Pode até ter sido duro demais por ignorar uma conversa prévia com os demitidos ou relevar os autores das indicações, mas ninguém pode acusá-lo de negligente. Não é qualquer político que agiria dessa forma em situação tão melindrosa na véspera dos 100 dias de Governo. Ainda por cima, depois de fazer o mesmo em outros dois episódios.

Ao decidir pelas demissões, Ricardo sabia o risco de abalar a relação com o prefeito de Sousa, Fábio Tyrone (PTB), e o líder do Governo, Lindolfo Pires (DEM), avalistas da indicação de Formiguinha, bem como fragilizar a contribuição significativa do PV no auge da campanha passada, via Dênis e Marina Silva. Ricardo preferiu atropelar o manual político vigente e priorizar a lógica administrativa.

Intoxicação – A incompatibilidade com o adjunto Sargento Dênis foi a folha que o titular José Alves Formiga não deveria ter cortado. Entrou em bravo formigueiro e também saiu ferroado.

Novo jardim – Demitido, Formiguinha deve ser remanejado para outra função no Governo. Foi o que ficou acertado ontem com o grupo do prefeito Fábio Tyrone (PTB), autor da indicação.

Kassab, Rômulo e o casamento – Mais claro impossível. O prefeito de São Paulo, Gilberto Kassab, disse oficialmente ao Correio Debate (rádio), ontem, o que Rômulo Gouveia se esforçava para segurar. O vice-governador da Paraíba será o presidente estadual do PSD e terá a tarefa de atrair outras forças. “Rômulo terá a missão de estruturar o partido”.

Visita adiada – Por força de outros compromissos na agenda, Gilberto Kassab adiou em um final de semana a visita que faria neste domingo aos Estados da Paraíba e do Rio Grande do Norte. Pelo que foi dito por Kassab, Rômulo chega com cacife no PSD.

Novo capítulo – Não foi muito bem digerido pelo deputado José Aldemir Meireles (DEM) o fato de ter sido preterido na presidência da Comissão de Saúde da Assembléia. Pior do que isso é perder o posto justamente para o histórico rival Vituriano de Abreu (PSC).

Pegadas dos… – O líder da Oposição, André Gadelha, provocou ao dizer que o socialista Edmilson Soares estava com prestígio superior ao líder Lindolfo Pires (DEM) no Governo.

…Dinossauros – Longe de ser herbívoro, Pires não engoliu o espinafre calado e devolveu a patada. “Não existe líder da Oposição. Quando ele for alguma coisa eu respondo”. Fossilizou a briga.

1 ano de Governo – O prefeito de João Pessoa, Luciano Agra, anuncia hoje, às 9h, na Estação Ciência, pacote com cerca de 30 obras. Reserva para o setor de trânsito uma atenção especial.

Descarrego – O fervoroso vereador pessoense pastor Edmilson (PRB), da Igreja Universal, não quis saber de corrente de oração. Sugeriu logo uma CPI para apurar o aumento da gasolina.

Quem encara? – Os vereadores da Capital bem que poderiam comprar a briga em favor do consumidor, que é obrigado a pagar estacionamento mesmo fazendo gordas compra nos shoppings.

Reforço – A bancada federal já pode bater na porta do senador Lindemberg Farias (PT-RJ). Ontem, ele colocou seu mandato a disposição da Paraíba. “O que puder eu vou fazer”.

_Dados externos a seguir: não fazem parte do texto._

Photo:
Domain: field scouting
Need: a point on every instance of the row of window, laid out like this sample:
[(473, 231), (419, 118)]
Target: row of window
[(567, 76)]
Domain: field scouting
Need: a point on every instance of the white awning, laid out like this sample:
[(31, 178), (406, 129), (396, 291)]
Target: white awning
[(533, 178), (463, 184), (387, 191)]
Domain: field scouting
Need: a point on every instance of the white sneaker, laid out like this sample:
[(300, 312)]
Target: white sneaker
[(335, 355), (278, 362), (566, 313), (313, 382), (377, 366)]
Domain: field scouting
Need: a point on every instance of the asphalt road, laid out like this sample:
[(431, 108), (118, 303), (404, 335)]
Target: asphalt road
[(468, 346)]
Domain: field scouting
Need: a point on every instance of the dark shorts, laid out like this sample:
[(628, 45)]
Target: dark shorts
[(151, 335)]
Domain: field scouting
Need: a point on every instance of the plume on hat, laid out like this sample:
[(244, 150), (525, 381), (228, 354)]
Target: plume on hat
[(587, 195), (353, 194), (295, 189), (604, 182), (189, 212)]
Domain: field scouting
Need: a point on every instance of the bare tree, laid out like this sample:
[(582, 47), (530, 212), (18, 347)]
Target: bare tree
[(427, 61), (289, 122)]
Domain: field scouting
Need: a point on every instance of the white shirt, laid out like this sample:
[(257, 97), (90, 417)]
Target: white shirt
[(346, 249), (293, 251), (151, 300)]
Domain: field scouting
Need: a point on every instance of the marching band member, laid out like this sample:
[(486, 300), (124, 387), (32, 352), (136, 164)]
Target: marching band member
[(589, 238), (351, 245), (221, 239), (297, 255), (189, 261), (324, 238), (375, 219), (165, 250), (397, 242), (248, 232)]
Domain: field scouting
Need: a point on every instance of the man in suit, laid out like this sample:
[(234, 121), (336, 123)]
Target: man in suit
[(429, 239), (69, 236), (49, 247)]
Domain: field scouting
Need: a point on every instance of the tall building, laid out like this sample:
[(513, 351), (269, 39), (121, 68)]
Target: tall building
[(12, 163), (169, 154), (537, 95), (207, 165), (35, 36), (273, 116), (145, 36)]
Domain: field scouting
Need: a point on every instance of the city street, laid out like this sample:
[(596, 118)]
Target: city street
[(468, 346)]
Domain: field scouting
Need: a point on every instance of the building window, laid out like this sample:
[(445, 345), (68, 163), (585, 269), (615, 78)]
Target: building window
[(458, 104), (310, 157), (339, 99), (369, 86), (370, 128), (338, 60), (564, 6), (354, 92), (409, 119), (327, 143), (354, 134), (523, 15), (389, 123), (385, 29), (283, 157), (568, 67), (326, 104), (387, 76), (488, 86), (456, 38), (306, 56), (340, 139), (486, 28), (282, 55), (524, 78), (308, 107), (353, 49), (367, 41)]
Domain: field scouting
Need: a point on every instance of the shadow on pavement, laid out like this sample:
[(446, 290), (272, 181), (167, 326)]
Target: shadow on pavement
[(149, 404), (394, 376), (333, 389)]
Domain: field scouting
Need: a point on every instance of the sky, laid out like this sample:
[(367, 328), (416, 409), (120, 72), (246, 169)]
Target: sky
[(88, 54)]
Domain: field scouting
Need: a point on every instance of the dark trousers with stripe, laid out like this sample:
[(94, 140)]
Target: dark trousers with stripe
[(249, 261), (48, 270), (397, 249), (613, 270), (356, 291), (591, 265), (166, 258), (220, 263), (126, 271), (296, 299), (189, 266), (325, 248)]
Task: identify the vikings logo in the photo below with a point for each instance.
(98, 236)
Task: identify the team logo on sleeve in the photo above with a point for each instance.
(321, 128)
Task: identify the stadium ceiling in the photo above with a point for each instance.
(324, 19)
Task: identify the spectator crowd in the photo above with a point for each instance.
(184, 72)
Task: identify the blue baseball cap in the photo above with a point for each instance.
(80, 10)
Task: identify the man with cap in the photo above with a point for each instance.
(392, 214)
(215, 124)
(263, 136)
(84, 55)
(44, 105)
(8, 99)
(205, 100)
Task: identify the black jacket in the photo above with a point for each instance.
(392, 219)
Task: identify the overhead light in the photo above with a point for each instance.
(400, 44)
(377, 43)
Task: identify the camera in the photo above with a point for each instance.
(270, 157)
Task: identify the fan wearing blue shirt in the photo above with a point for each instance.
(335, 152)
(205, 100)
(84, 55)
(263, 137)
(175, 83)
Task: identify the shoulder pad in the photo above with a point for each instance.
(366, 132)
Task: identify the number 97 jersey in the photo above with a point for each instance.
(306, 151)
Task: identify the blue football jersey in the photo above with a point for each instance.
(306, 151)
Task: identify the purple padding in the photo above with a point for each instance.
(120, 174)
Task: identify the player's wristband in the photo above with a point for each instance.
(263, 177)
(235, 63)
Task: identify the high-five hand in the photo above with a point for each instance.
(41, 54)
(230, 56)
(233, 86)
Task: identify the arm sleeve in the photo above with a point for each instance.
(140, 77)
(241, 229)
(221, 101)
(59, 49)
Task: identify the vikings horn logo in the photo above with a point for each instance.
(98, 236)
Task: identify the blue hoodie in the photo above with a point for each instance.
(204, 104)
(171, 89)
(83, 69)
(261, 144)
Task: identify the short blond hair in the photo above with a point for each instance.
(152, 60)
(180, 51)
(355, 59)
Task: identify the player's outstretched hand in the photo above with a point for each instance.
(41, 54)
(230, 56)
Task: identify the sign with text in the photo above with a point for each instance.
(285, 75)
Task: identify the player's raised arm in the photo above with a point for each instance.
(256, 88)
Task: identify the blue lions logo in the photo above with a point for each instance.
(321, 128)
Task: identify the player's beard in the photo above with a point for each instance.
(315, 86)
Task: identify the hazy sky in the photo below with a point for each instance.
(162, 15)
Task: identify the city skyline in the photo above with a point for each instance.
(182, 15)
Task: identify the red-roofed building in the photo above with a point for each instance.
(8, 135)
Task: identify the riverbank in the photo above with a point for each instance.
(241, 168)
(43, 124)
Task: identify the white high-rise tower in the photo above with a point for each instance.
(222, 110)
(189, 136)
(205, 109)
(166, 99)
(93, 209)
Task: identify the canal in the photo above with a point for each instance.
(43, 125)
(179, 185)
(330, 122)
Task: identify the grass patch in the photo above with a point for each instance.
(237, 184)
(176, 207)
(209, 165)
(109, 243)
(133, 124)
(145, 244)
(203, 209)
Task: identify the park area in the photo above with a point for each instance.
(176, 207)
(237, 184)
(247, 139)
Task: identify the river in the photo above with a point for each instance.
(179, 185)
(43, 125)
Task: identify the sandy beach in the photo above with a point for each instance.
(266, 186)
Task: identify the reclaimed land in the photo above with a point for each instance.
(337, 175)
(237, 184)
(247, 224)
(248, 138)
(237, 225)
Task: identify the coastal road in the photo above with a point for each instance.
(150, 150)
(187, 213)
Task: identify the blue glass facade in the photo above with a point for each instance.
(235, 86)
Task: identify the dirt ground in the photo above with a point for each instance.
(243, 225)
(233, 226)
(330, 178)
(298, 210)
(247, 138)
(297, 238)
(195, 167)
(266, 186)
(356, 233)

Medicamentos – Revelação do secretário de Saúde, Waldison Souza. “Quando assumimos não havia estoque de remédios na Secretaria e a dívida com laboratórios era de R$ 35 milhões”.

Tirocínio – Pergunta do promotor da Saúde, João Geraldo. “O Governo culpa a gestão anterior. Aqui na Capital tem problemas e não houve mudança de gestão. De quem é a culpa”?

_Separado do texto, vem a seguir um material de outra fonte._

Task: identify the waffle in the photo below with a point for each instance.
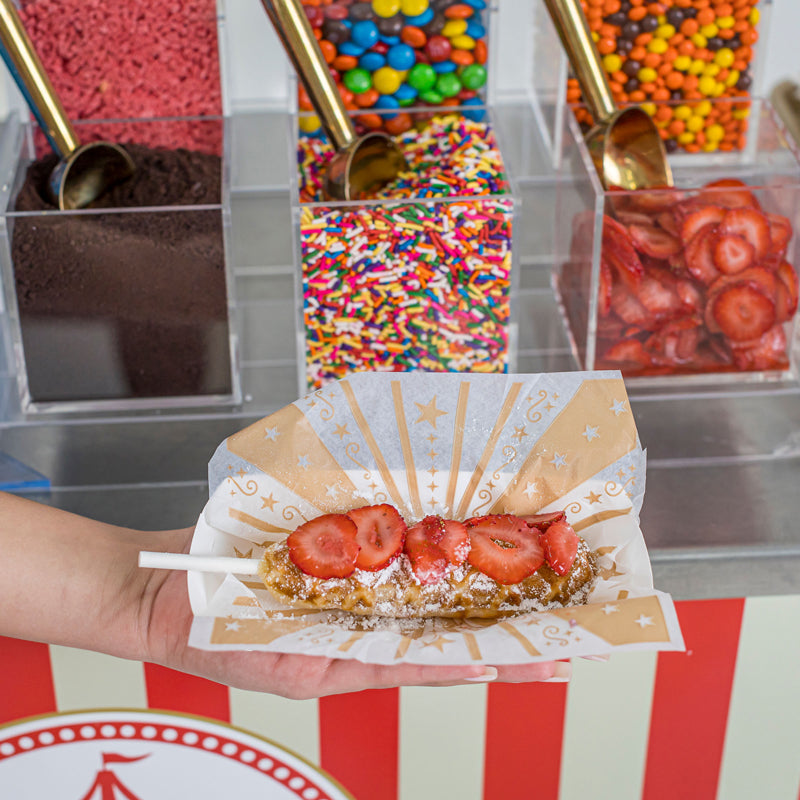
(395, 592)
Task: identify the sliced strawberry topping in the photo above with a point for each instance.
(700, 254)
(732, 253)
(751, 225)
(380, 532)
(504, 548)
(428, 560)
(560, 545)
(654, 241)
(325, 546)
(743, 311)
(542, 521)
(695, 220)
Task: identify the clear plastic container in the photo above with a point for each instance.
(122, 307)
(686, 284)
(422, 278)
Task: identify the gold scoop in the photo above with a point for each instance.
(361, 165)
(84, 172)
(625, 144)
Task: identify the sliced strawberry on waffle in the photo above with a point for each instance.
(742, 310)
(380, 533)
(504, 548)
(325, 546)
(560, 546)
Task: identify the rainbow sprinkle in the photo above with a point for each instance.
(422, 285)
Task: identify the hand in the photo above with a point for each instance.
(298, 676)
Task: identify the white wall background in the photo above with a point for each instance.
(256, 68)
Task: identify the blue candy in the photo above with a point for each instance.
(351, 49)
(364, 33)
(401, 57)
(371, 61)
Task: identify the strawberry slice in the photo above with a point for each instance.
(732, 253)
(696, 220)
(542, 521)
(325, 546)
(730, 193)
(654, 241)
(428, 560)
(620, 253)
(560, 545)
(780, 233)
(449, 535)
(504, 548)
(700, 254)
(743, 311)
(380, 533)
(751, 225)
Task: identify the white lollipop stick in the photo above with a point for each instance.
(236, 566)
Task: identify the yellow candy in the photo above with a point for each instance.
(309, 123)
(695, 124)
(646, 74)
(454, 27)
(463, 42)
(697, 66)
(386, 80)
(703, 108)
(707, 85)
(413, 8)
(386, 8)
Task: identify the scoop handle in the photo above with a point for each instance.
(291, 24)
(573, 30)
(28, 73)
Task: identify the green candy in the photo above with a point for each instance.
(357, 80)
(422, 77)
(448, 84)
(432, 97)
(473, 76)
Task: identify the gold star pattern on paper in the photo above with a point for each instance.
(429, 412)
(439, 642)
(519, 433)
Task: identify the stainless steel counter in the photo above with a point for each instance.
(723, 483)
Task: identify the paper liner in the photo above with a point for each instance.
(452, 444)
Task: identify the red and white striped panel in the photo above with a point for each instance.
(721, 721)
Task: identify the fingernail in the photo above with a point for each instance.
(561, 674)
(489, 674)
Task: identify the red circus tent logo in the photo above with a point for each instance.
(107, 786)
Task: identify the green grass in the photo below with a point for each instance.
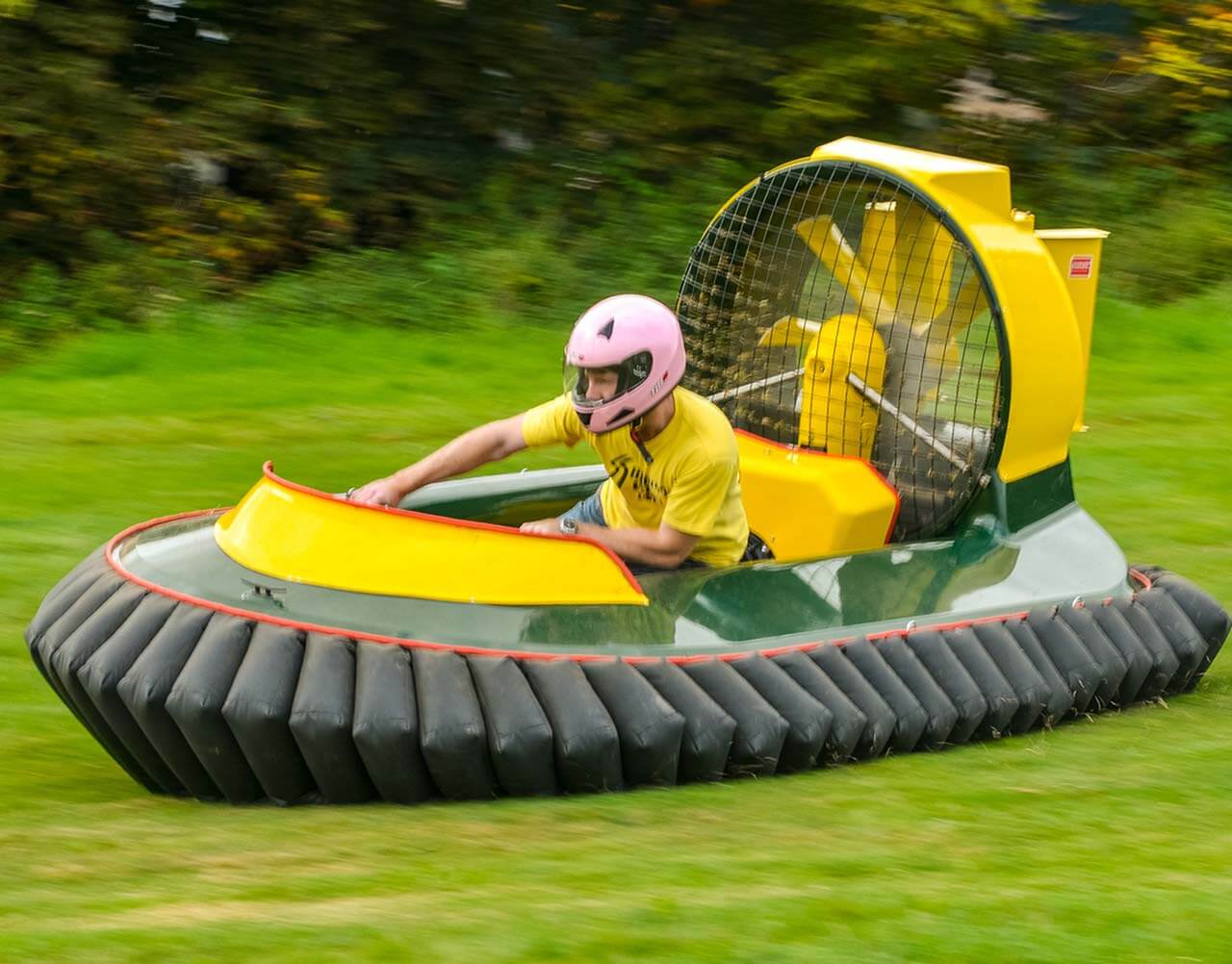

Trocadilho – Ontem foi comemorado o dia Mundial da Saúde. Pensando bem, nesse nosso grande Brasil quem espera por atendimento na rede pública tem que ser paciente, literalmente.

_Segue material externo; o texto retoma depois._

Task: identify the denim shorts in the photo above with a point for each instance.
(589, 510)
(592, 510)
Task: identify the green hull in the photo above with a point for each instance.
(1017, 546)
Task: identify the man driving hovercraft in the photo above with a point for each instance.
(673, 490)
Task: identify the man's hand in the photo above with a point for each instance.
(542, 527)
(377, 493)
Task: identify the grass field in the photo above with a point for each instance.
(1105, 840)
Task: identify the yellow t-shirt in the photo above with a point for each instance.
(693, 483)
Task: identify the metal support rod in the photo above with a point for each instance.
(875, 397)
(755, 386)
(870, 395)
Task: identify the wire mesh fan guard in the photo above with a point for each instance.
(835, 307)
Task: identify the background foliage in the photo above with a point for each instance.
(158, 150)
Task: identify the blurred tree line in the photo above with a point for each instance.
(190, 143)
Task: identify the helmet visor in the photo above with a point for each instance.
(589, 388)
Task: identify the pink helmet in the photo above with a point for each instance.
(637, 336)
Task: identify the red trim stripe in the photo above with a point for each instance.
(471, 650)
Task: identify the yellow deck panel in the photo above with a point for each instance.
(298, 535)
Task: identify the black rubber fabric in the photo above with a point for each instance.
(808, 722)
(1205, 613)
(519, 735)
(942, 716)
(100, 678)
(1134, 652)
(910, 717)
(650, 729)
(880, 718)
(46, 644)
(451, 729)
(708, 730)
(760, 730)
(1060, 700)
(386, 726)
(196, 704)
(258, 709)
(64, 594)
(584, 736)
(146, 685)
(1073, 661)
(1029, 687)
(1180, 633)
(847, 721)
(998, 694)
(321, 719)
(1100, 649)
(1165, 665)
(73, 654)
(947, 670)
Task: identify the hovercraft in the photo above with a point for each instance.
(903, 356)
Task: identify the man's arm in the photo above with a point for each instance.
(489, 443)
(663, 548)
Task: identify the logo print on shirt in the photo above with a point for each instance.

Após reforma – O leitor Edival Varandas (edvarandas@yahoo.com.br) reclama da retirada dos bancos da praça, vizinha a 3ª DP, na Epitácio. “Após oito meses a praça ainda está sem placa”.

PINGO QUENTE – "Tem muita fofoca na imprensa. Não vai ter mudança”. Do ex-secretário José Alves Formiga, ao MaisPB, ainda voando, horas depois da demissão.